If refusal behavior is concentrated in a small set of localizable neurons, researchers can analyze it, test it, compare it across models, and study which alignment procedures make the gate more robust.

From the security side, that same structure may make safety more fragile.

If safety behavior is heavily concentrated in a small targetable circuit, then it may also be removed, bypassed, or maliciously modified. This does not mean safety fine-tuning is useless. It means that a natural-looking refusal may be less like concrete poured through the whole building, and more like a control circuit layered on top of capability.

Refusal is therefore not only a jailbreak question. It is an internal-mechanism question: is refusal internalized as part of model capability, or is it an attached behavioral gate?

Nous’s result leans toward the second answer: alignment fine-tuning may transform existing content-discrimination structure into a sparse, localizable, and steerable refusal gate.

Clawd whispers:

This has a very security-engineering feel. You discover that the access-control system works, but it is not the concrete structure of the building. It is a control box you can locate.

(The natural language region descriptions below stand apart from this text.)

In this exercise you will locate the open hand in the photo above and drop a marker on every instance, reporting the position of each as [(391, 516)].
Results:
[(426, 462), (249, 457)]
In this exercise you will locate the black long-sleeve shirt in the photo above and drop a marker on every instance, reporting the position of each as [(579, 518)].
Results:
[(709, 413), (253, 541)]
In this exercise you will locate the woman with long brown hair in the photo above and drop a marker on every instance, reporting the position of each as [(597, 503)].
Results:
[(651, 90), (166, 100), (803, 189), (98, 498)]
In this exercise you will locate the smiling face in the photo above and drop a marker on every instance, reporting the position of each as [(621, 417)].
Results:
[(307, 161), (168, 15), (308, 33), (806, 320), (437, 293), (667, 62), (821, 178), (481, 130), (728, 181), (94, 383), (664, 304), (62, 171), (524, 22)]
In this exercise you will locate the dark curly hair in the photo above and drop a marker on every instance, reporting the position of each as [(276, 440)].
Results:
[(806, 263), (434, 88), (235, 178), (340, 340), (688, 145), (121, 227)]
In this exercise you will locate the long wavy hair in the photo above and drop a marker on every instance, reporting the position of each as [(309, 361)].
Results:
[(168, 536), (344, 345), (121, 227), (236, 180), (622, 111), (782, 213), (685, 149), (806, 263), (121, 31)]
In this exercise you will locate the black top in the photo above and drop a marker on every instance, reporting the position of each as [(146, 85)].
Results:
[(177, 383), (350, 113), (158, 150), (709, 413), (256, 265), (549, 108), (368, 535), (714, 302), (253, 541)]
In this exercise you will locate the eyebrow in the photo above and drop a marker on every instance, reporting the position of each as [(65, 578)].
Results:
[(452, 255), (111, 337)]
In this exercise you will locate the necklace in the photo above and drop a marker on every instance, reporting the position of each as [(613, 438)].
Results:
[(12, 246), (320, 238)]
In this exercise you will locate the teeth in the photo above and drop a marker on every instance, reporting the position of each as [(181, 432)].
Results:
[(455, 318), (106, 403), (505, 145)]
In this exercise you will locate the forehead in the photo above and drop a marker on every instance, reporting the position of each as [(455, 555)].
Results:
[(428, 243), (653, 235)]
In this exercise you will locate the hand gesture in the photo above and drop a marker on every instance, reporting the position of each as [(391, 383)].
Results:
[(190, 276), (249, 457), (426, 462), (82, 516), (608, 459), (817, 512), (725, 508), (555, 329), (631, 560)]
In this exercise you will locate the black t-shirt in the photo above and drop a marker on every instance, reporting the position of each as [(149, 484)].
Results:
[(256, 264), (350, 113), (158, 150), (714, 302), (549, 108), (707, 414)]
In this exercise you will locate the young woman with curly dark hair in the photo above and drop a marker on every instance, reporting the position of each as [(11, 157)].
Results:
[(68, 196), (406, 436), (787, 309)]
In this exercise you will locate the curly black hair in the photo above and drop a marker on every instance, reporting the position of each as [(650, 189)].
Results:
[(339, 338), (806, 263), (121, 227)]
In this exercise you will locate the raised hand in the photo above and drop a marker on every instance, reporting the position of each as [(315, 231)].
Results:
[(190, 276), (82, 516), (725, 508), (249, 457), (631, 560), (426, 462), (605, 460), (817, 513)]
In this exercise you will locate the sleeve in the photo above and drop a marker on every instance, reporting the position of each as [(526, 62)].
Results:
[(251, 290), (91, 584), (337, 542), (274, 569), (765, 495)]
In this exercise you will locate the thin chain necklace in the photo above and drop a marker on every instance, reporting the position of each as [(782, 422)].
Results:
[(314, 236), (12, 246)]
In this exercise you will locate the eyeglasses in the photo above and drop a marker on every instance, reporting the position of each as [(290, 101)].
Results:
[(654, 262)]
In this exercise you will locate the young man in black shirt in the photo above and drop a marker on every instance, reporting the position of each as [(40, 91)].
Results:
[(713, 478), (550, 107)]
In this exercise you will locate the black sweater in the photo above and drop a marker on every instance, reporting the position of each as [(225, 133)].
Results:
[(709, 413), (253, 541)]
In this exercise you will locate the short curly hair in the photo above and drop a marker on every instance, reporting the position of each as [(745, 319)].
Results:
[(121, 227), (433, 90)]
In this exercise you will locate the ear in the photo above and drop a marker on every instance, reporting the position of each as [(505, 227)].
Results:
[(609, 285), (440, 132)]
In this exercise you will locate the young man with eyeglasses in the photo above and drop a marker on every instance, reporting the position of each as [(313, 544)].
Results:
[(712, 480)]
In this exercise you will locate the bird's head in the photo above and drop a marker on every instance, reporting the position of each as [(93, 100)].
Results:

That is useful, because now you know what to inspect. It is also scary, because other people may know what to remove. (`・ω・´)

Closing the box

CNA suggests that LLM refusal behavior may be concentrated in a tiny set of MLP neurons. Intervening on roughly 0.1% of the relevant activations can significantly change refusal behavior in instruct models while preserving output quality.

This suggests that alignment fine-tuning may not create a wholly new safety structure, but may instead turn a base model’s existing content-discrimination ability into a localizable refusal gate.

So that opening “Sorry, I can’t help with that” sounds like the whole model making a moral judgment. CNA shows a colder picture: the model may already know which content is dangerous, and alignment connects “recognize it” to “refuse it.”

The memorable part is not that the door closes. It is that the box behind the door may be much smaller than expected.